The whole problem set relies on the result that, given a finite sample, if we want to estimate $\theta$ using an unbiased estimator, the best one we can have when it comes to minimum variance is an estimator which attains the Cramer-Rao lower bound. Also, a necessary and sufficient condition for this attainment is that we can write the score function $S(X,\theta)$ in the following way
$S(\textbf{X},\theta) = a(\theta)(W(\textbf{X}) - \theta)$, whee $a(\theta)$ is a deterministic function of $\theta$.

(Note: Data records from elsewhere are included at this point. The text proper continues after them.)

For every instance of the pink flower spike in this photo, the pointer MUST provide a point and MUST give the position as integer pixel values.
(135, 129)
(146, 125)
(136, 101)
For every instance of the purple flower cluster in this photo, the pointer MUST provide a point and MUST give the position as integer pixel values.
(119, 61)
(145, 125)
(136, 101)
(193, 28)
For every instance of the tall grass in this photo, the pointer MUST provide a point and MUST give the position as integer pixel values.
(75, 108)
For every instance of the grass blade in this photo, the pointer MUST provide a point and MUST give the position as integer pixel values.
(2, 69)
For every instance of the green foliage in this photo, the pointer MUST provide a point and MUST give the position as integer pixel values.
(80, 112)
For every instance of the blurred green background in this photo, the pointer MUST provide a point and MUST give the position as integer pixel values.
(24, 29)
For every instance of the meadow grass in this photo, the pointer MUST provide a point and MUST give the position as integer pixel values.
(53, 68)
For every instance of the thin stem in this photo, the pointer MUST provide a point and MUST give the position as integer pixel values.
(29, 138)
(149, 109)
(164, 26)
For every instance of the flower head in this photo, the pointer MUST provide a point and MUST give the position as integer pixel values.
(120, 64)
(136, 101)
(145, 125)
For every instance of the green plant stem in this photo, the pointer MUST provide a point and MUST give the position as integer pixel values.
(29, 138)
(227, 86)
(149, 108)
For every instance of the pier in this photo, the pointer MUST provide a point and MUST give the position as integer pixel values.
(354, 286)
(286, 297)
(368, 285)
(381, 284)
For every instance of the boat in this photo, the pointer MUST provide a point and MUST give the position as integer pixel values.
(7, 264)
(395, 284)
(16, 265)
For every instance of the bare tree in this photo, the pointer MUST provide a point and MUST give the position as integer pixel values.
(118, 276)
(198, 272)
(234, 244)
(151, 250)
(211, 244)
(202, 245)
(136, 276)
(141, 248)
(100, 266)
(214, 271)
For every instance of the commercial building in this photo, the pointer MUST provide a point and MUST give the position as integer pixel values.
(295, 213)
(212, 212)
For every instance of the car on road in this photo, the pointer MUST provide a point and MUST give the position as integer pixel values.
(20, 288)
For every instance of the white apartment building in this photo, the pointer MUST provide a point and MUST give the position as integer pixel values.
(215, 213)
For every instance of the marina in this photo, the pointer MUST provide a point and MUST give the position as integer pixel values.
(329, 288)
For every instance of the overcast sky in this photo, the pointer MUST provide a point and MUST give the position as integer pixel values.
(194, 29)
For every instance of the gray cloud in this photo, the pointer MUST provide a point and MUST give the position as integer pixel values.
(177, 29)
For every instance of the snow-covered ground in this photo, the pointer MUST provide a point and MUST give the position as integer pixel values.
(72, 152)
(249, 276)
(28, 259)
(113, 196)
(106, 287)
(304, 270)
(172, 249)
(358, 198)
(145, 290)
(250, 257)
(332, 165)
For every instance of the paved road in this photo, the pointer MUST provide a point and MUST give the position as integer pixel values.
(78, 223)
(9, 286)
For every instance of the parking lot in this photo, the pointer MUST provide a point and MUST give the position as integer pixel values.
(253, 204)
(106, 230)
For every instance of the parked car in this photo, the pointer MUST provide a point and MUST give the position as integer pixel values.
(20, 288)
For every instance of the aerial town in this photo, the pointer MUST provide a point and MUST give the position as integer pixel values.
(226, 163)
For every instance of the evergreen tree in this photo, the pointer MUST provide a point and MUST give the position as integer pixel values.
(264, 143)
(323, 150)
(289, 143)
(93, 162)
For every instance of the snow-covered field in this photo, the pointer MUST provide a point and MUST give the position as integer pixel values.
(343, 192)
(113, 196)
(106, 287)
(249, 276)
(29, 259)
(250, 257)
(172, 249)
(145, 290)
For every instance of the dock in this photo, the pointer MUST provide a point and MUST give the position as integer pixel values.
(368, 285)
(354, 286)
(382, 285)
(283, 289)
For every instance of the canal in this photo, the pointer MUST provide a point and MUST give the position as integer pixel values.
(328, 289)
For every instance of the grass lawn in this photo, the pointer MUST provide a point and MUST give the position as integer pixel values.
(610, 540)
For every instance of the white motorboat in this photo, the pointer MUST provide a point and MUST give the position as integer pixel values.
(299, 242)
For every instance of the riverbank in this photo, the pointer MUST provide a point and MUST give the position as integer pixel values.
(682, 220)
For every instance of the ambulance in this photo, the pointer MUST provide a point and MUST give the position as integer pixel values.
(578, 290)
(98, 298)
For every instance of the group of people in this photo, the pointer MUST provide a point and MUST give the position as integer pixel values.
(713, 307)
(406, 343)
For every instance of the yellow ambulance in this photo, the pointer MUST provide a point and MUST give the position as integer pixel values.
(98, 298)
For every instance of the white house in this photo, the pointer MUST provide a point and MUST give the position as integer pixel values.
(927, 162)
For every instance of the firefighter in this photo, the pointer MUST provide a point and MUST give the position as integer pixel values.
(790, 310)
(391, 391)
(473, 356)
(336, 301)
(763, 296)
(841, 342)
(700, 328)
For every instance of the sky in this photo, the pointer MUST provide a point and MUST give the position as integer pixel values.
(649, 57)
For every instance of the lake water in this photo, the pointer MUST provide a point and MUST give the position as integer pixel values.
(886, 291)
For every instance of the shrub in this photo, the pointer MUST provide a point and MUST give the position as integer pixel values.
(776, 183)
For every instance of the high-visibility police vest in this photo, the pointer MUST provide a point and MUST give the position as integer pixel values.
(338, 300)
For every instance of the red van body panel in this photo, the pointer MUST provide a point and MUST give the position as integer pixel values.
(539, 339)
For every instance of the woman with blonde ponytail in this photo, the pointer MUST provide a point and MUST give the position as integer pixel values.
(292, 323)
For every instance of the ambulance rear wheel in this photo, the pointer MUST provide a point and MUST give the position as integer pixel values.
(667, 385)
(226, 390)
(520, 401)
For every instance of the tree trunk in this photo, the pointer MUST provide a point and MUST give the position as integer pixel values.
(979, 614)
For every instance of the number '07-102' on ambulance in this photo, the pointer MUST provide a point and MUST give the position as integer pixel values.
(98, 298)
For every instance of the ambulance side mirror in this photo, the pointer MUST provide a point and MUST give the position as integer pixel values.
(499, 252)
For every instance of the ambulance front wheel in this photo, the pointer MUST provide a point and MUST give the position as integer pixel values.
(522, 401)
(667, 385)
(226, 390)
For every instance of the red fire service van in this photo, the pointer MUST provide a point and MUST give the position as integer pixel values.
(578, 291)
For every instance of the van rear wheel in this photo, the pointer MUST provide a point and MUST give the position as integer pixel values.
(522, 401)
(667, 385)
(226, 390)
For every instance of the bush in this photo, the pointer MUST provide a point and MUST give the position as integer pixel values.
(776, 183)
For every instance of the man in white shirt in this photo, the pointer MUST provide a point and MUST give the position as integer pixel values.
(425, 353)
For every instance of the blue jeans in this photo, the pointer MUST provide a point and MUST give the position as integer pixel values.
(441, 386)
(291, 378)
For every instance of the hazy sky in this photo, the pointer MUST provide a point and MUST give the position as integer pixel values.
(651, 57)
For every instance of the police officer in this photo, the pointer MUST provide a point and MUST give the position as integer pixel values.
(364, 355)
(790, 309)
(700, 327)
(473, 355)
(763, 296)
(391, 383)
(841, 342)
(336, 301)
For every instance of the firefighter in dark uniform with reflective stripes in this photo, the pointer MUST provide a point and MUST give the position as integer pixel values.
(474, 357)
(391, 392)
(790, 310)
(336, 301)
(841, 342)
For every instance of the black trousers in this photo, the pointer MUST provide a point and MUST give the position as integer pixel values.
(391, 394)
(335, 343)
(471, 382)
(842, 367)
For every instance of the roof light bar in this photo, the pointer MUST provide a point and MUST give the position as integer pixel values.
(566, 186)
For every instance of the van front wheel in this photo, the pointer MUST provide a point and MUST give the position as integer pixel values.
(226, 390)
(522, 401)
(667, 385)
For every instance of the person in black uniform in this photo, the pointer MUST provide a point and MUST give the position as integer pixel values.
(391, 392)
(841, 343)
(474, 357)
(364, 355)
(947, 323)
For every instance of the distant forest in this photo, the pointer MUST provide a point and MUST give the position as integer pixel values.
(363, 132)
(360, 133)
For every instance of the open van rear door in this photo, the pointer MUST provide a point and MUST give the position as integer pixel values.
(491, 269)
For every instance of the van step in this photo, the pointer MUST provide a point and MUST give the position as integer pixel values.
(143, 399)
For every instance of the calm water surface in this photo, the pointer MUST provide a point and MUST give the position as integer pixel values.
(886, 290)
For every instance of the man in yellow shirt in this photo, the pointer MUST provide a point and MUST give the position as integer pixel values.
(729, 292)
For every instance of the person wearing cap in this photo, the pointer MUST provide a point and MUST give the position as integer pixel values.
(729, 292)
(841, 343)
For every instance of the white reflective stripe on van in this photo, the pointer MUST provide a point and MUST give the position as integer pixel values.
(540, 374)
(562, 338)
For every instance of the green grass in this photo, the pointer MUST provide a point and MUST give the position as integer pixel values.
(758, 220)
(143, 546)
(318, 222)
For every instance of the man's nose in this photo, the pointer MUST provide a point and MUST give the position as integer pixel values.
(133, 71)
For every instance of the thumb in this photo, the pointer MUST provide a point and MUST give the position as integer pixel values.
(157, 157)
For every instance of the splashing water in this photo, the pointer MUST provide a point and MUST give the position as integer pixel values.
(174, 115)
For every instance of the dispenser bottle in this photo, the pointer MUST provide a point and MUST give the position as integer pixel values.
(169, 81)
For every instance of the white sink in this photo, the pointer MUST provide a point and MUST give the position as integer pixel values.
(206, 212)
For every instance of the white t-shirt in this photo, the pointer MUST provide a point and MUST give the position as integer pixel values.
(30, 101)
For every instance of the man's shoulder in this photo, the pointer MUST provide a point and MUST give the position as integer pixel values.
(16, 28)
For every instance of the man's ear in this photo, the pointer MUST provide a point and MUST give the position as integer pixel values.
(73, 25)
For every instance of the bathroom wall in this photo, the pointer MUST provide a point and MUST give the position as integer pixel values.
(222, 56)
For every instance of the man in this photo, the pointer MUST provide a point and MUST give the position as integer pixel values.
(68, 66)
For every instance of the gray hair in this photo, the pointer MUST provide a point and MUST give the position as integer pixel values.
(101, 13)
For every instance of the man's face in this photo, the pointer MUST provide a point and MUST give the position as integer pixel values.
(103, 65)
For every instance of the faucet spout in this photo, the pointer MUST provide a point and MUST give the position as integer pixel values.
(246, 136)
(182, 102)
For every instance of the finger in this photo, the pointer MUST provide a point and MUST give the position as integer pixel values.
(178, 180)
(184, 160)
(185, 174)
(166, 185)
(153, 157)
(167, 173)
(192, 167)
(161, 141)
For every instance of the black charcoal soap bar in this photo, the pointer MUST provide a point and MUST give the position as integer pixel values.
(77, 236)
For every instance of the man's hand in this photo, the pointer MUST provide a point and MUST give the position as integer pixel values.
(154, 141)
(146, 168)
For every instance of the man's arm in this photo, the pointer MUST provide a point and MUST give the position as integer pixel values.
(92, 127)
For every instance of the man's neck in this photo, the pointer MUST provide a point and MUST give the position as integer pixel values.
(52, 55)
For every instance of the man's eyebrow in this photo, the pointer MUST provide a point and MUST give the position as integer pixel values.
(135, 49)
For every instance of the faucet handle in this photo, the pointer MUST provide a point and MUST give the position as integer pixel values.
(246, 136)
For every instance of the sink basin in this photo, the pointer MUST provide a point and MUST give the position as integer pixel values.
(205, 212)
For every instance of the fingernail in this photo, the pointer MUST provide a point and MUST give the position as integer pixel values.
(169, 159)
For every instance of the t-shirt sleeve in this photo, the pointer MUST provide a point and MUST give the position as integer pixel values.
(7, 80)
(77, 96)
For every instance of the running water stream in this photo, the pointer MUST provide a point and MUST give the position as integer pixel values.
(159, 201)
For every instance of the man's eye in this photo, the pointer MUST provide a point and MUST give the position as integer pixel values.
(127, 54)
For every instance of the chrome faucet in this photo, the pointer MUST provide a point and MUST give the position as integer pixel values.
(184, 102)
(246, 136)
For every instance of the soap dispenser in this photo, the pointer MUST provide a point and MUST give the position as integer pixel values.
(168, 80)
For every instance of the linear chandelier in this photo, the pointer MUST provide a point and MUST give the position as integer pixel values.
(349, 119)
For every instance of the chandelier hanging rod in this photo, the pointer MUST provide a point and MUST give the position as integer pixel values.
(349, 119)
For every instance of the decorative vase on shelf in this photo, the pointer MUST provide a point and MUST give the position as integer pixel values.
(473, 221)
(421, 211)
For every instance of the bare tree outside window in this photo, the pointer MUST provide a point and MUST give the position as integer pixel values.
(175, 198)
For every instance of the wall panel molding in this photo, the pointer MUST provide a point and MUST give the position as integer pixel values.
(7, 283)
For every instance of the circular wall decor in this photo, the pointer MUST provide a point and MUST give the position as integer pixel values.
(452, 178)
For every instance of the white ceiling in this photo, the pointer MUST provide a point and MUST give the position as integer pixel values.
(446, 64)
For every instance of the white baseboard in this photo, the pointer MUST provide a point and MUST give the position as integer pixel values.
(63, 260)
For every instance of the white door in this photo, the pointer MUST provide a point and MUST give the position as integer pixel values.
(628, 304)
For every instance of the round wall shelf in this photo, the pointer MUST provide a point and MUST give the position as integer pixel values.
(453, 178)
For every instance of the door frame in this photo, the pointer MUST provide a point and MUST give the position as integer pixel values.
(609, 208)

Actually, Casela and Berger's book (page 341 - corollary 7.3.15) clarifies that a necessary and sufficient condition for the existence of an unbiased estimator which attains the Cramer-Rao lower bound (always supposing valid the exchange between differentiation and integration) is $S(\textbf{X},\theta) = a(\theta)(W(\textbf{X}) - g(\theta))$.
Hence, to solve the exercise I started finding the score function (let's assume that all functions involved are smooth and we are dealing with a random sample, just because we are doing this the whole course):
$S(X, \theta) = n\left[\frac{\sum\limits_{I=1}^{n} T(x_{i})}{n} - \left(- \frac{C'(\theta)}{C(\theta)} \right)\right]$
So, as far as I understand, the above result leads us to two conclusions:
1) In general, we cannot affirm that we can find and unbiased estimator which attains the Cramer-Rao lower bound when estimating $\theta$.
2) We can find and unbiased estimator that attains the Cramer-Rao lower bound for estimating the second function inside the brackets. Moreover, the estimator is $\frac{\sum\limits_{I=1}^{n} T(x_{i})}{n}$
Am I wrong up to here?
Well, since I only have these tools, I don't know how to follow on. Any ideas? Thanks so much in advance.